Avant l'arrivée de l'Etat islamique, la Syrie était l'un des principaux exportateurs de coton, notamment de coton bio. Les jihadistes ont relancé la production, à un niveau moitié moindre qu'en 2011. D'après Anne-Laure Linget-Riau, experte dans l'approvisionnement de l'industrie textile, ce marché a rapporté 150 millions de dollars aux jihadistes entre septembre 2014 et septembre 2015. Un chiffre minoré à 10 millions de dollars par le spécialiste du financement du terrorisme Jean-Charles Brisard. Le coton transite vers la Turquie, place forte de l'industrie textile, où il est transformé en tee-shirts avec une étiquette "Made in Turkey". Ce business est parfaitement intraçable. Anne-Laure Linget-Riau estime que 1,2% des tee-shirts vendus en France ont alimenté les caisses de l'Etat Islamique, relève le site spécialisé Orient XXI

Que faire ? La Turquie a officiellement cessé d'acheter du coton en provenance de Syrie en septembre, peut-être à cause de pressions américaines, suggère Le Figaro. Mais pas sûr que cela mette fin au trafic à la frontière, poreuse, avec les zones contrôlées par l'Etat islamique.

L'agriculture, une affaire qui roule

Le groupe Etat islamique contrôle le grenier à blé de la Syrie, autour de Raqqa. En Irak, la région de Mossoul représente 40% de la production nationale de blé. Même si la production est en chute libre (elle a été divisée par deux en Syrie entre 2011 et 2014 d'après l'institut de recherche Chatham House), les bénéfices de l'agriculture représentent environ 7% des revenus annuels du groupe, d'après le magazine belge Le Vif.

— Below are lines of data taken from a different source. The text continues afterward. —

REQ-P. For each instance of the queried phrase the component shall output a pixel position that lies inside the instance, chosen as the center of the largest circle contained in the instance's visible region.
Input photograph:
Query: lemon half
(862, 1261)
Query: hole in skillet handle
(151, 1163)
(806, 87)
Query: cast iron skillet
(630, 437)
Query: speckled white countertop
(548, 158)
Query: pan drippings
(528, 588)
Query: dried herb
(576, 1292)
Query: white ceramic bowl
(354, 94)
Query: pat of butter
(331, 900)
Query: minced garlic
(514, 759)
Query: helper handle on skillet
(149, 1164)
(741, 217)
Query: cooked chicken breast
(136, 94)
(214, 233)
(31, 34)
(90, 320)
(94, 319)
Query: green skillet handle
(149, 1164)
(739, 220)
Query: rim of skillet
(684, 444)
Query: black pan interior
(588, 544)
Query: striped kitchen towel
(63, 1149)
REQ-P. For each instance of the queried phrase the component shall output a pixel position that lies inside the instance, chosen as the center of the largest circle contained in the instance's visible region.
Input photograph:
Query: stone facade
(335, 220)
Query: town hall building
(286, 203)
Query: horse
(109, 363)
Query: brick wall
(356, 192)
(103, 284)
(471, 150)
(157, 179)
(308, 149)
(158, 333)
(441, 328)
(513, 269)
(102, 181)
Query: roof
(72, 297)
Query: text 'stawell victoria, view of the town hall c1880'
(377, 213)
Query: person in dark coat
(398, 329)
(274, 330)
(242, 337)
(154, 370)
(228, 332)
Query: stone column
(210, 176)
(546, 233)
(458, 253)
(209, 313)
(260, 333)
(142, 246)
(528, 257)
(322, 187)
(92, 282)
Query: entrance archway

Des paysans dans un champ, près de la ville de Tel Abyad, à la frontière turco-syrienne, le 24 septembre 2014.  (REUTERS)

Que faire ? Les Etats-Unis n'ont pas mené que des frappes aériennes sur des raffineries de pétrole, mais ciblent aussi des silos à grains pour épuiser les réserves de l'organisation terroriste, note CNN.

Les dons des mécènes étrangers, toujours possibles

L'Etat islamique a pu bénéficier à ses débuts de donations de riches mécènes du Qatar et du Koweit, notamment. Même si la proportion des dons dans le financement du groupe terroriste a progressivement fondu, il a fallu attendre 2014 pour que ces deux pays durcissent leur législation contre le financement du terrorisme. Sans trop faire de zèle pour appliquer la loi dans les faits. "Ces deux pays ont encore du travail", fustige le sous-secrétaire américain David Cohen dans le Wall Street Journal, saluant les efforts de l'Arabie saoudite et des Emirats arabes unis dans ce domaine.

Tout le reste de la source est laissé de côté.